[SQL] Rule of Thumb for Queries: Length of String vs Speed?

WWGD · Oct 27, 2015

Hi all,
Just curious as to whether it is a good rule of thumb ( though not an actual rule) that out of two effective queries
(i.e., two queries q1, q2 that return the desired result) , the query that is shortest as a string, i.e., has the fewest total words, will run faster? I understand the speed will depend on many factors like clauses used (each of which has a big-O speed itself), size of database, etc. , still, is this good as a hard-and-fast rule that the shortest query will be faster? Is there a nice way of doing an approximation of running time?

meBigGuy · Oct 31, 2015

You are going to have to be more specific, and even then I'm not sure there is a good answer.

WWGD · Oct 31, 2015

But this is a "soft question". Maybe I could tighten it up to say: Given: two queries q_1, q_2 that are successful and generate the same output on the same , fixed, database. Assume q_1 , as a string of words is longer than q_2. Is the probability that the running time for q_1 is longer than the running time for q_2 larger than, say , 0.6 ? This is what I think is a rigorous formulation of a rule of thumb.

willem2 · Oct 31, 2015

WWGD said:

But this is a "soft question". Maybe I could tighten it up to say: Given: two queries q_1, q_2 that are successful and generate the same output on the same , fixed, database. Assume q_1 , as a string of words is longer than q_2. Is the probability that the running time for q_1 is longer than the running time for q_2 larger than, say , 0.6 ? This is what I think is a rigorous formulation of a rule of thumb.

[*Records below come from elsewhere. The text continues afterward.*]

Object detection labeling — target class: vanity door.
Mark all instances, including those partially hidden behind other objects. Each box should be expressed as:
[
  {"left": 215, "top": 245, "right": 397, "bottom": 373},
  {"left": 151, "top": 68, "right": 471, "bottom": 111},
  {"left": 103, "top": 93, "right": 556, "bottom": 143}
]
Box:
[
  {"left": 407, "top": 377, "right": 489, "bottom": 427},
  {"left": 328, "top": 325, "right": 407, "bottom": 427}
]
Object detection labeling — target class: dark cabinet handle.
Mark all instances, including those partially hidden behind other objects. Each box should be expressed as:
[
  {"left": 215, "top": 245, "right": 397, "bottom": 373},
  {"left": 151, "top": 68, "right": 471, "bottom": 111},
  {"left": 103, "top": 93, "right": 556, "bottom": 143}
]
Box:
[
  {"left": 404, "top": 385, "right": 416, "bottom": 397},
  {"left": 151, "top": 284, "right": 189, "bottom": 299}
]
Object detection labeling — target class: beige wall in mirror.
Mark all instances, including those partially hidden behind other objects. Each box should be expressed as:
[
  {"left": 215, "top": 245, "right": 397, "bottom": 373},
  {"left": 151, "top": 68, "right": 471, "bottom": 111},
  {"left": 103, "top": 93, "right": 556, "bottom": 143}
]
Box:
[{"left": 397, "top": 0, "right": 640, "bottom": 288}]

The problem here is that there is no good prior distribution of queries, let alone the databases they work on.
If you select a string at random from all the N-character strings that happen to be valid SQL statements, you're almost certain to get an SQL query that no one would use in practice, and then you have to run it on random database?

I would expect the time for transmitting and compiling a query to be unimportant, compared to processing the data of the query, unless the query accessed very little data, so I don't think it would make sense trying to reduce the size of the query by shorter field names, reducing blank spaces and the like, unless you fired off thousands of query's per second. (Unfortunately some back-ends databases to web-servers seem to have this usage pattern)

jim mcnamara · Oct 31, 2015

I think the following is a far more useful view of this.

Two biggies for Performance with a capital 'P':
The difference between a query using a full table scan versus one that uses indexing as a function of table size is far more important.
( I am defining table size as mostly the number of rows in the table. Most databases limit the number of columns per table.)
Database caching algorithms and cache sizes (you can tune these) are equally important for situations where the same data has to be fetched over and and over. Or queries get reused extensively.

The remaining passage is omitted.